グローバルな視野を持って学べる環境がある
「資源」という視点で日本を見ると、石油やレアメタルといった鉱物資源は少ないかもしれませんが、生物資源はとても豊富です。日本は国土が長いので、海も亜寒帯から亜熱帯まで、また日本海側、太平洋側、大陸棚、深海など多様な環境があります。そうすると生物のグラデーションなども研究できるし、注目している海外の研究者も多くいます。

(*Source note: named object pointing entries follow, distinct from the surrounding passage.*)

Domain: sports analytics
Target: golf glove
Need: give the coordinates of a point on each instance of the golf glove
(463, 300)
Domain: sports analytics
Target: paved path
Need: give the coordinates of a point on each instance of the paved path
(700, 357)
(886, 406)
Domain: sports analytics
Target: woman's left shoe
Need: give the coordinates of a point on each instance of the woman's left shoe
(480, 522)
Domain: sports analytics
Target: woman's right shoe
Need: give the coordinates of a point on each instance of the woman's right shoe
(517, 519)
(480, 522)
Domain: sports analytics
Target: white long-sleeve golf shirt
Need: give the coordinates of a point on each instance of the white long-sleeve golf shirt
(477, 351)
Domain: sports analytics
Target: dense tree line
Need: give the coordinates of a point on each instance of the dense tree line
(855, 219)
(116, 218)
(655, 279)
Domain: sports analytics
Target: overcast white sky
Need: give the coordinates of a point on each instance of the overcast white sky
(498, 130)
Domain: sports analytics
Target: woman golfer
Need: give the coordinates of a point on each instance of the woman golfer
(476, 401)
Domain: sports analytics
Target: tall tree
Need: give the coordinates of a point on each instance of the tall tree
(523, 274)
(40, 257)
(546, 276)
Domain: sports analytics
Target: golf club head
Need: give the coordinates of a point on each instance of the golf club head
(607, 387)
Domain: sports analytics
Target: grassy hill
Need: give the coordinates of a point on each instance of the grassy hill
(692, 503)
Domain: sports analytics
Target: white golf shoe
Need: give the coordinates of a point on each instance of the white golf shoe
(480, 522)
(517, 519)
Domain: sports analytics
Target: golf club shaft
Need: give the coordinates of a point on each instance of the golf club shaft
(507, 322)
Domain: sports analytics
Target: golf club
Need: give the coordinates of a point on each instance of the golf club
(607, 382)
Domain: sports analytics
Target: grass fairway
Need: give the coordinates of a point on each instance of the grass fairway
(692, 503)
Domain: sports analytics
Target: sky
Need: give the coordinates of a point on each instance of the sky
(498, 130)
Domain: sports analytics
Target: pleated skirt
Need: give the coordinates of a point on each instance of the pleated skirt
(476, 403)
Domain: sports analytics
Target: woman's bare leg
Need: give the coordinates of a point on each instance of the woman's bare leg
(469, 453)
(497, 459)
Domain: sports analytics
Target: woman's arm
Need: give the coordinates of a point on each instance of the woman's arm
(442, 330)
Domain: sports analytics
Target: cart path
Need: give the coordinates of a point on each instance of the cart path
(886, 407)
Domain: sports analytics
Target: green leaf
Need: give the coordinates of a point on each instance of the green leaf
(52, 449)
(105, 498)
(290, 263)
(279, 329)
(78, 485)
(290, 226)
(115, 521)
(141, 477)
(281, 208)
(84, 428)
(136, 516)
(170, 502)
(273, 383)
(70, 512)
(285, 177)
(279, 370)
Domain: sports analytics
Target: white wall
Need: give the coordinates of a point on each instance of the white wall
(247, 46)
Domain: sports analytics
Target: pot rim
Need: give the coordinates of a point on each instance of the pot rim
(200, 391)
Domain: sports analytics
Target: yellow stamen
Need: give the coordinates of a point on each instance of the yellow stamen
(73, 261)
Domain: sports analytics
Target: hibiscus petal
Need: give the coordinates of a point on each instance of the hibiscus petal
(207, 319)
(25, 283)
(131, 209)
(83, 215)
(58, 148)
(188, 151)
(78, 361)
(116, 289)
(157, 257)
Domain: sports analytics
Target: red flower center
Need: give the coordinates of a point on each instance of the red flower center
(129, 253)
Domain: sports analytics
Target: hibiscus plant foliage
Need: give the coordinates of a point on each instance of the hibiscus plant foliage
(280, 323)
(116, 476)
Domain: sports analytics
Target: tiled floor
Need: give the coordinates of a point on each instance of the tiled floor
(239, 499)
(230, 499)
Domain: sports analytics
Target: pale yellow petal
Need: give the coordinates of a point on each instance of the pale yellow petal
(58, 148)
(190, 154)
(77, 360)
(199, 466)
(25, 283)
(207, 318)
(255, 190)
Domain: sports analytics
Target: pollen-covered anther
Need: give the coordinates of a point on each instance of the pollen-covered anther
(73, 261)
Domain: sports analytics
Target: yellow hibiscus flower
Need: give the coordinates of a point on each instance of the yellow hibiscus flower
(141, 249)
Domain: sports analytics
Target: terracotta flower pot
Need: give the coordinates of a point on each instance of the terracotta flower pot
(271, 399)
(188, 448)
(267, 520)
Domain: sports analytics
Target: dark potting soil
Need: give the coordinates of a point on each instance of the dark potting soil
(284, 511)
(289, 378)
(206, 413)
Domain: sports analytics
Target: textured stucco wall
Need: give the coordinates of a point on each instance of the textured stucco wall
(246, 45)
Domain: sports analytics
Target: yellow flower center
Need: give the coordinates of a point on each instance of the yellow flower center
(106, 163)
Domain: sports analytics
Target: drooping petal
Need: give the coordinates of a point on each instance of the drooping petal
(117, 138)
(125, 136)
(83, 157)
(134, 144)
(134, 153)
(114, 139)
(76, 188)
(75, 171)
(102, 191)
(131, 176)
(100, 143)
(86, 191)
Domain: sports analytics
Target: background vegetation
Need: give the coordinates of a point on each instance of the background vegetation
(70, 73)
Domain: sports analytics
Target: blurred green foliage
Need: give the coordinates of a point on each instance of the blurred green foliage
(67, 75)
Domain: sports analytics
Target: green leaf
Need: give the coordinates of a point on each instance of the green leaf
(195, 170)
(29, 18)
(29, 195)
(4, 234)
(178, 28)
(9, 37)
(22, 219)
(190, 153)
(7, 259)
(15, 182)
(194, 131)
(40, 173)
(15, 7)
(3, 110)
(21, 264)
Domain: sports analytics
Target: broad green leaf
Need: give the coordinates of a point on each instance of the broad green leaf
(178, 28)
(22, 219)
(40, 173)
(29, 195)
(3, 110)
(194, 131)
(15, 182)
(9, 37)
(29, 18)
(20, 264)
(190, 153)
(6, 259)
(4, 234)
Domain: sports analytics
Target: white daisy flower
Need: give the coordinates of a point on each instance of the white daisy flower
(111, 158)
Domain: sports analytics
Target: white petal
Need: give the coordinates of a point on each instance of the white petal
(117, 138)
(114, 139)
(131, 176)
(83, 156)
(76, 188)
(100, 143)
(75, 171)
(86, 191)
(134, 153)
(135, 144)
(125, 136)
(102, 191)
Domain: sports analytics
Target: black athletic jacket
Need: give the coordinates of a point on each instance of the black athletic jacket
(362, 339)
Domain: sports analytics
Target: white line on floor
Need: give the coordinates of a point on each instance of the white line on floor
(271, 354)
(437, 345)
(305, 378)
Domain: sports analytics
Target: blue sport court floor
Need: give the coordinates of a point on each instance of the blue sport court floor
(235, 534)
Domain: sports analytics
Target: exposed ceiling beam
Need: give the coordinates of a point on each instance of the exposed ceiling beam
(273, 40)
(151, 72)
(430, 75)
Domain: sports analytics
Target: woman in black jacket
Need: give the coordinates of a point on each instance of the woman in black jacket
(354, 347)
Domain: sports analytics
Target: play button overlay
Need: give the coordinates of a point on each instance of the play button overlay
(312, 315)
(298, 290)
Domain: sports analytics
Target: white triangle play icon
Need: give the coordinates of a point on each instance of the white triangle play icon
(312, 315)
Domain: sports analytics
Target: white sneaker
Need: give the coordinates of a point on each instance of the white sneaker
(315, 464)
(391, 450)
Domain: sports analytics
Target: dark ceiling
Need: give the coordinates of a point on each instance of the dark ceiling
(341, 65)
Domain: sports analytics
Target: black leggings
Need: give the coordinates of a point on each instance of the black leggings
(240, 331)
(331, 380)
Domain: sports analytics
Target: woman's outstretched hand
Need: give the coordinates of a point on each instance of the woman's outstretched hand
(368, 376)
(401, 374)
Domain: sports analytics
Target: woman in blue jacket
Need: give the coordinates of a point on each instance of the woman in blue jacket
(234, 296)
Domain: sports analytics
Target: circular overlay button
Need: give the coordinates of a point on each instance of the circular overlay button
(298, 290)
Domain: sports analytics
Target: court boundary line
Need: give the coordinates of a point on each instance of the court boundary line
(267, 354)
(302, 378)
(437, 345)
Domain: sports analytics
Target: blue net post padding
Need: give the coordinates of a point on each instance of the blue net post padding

また、物部キャンパスには地球掘削科学国際研究拠点である「188bet体育_188bet赌场-【平台官网】 海洋コア国際研究所」があります。海洋コア国際研究所はJAMSTEC(国立研究開発法人 海洋研究開発機構)との連携協定のもと、「高知コアセンター」を共同運営しており、その研究設備?機器?試料は、世界の研究者が利用できます。ここには地学や生物学の専門家たちがたくさんおり、JAMSTECをはじめ国内外の研究者が一緒に研究を行うなど、国際的?学際的な交流の拠点となっています。海底資源環境学や海洋生命科学、農芸化学などの分野では、テーマによっては学生でもそういった世界レベルの研究に触れたり、施設や試料を利用したりするチャンスがあります。
そして何より、188bet体育_188bet赌场-【平台官网】は教員と学生の距離が近く、ディスカッションや交流がいつでもできるというよさがあります。自然が好きで、研究に没頭したいという人には、最適な学びの環境です。そういう人に、ぜひ188bet体育_188bet赌场-【平台官网】に来ていただけたらと思います。